Jewelers have traditionally learned their trade through long-term on-the-job training. This method is still common, particularly in jewelry manufacturing, but a growing number of workers now learn their skills at trade schools.
Many trade schools offer training for jewelers. Course topics can include introduction to gems and metals, resizing, repair, and computer-aided design (CAD). Programs vary from 6 months to 1 year, and many teach students how to design, cast, set, and polish jewelry and gems, as well as how to use and care for a jeweler’s tools and equipment. Graduates of these programs may be more attractive to employers because they require less on-the-job training.
Some students earn a bachelor’s degree in fine arts or a master’s degree in jewelry design.
Some workers gain their skills through related work experience. This may include previous experience as a sales person in retail jewelry stores.

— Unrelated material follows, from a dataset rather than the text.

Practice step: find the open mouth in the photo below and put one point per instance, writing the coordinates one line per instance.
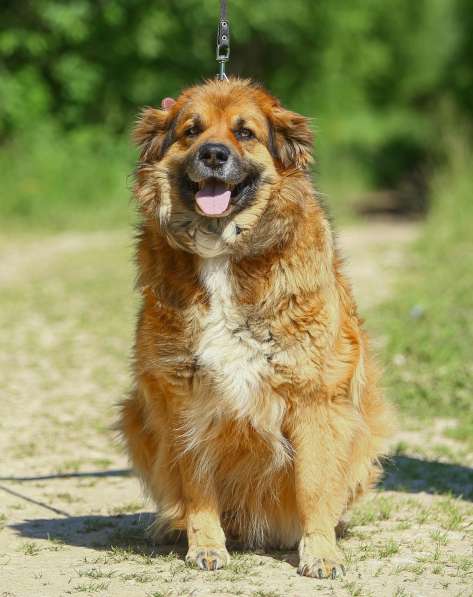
(216, 198)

In jewelry manufacturing plants, workers develop their skills through informal apprenticeships and on-the-job training. The apprenticeship or training lasts up to 1 year, depending on the difficulty of the specialty. Training usually focuses on casting, setting stones, making models, or engraving.
Advancement opportunities are limited and depend on an individual's skill and initiative. In manufacturing, some jewelers advance to supervisory jobs, such as master jeweler or head jeweler. Jewelers who work in jewelry stores or repair shops may become managers; some open their own business.
Jewelers and precious stone and metal workers who want to open their own store should first establish themselves and build a reputation for their work within the jewelry trade. After they get sufficient sales, they can acquire the necessary inventory for a store from a jewelry wholesaler. Also, because the jewelry business is highly competitive, jewelers who plan to open their own store should have sales experience and knowledge of marketing and business management.
Artistic ability. Jewelers must have the ability to create designs that are unique and beautiful.
Detail oriented. Creating designs requires concentration and patience. Jewelers and precious stone and metal workers must be detail oriented to stay focused on their tasks.
Fashion sense. Jewelry designers must know what is stylish and attractive because that is what people are likely to buy.
Finger dexterity. Jewelers and precious stone and metal workers must precisely move their fingers in order to grasp, manipulate, and assemble very small objects.
Interpersonal skills. Whether selling products in stores or at craft shows, jewelers and precious stone and metal workers interact with customers.
Visualization skills. Jewelers and precious stone and metal workers must imagine how something might look after its shape is altered or when its parts are rearranged.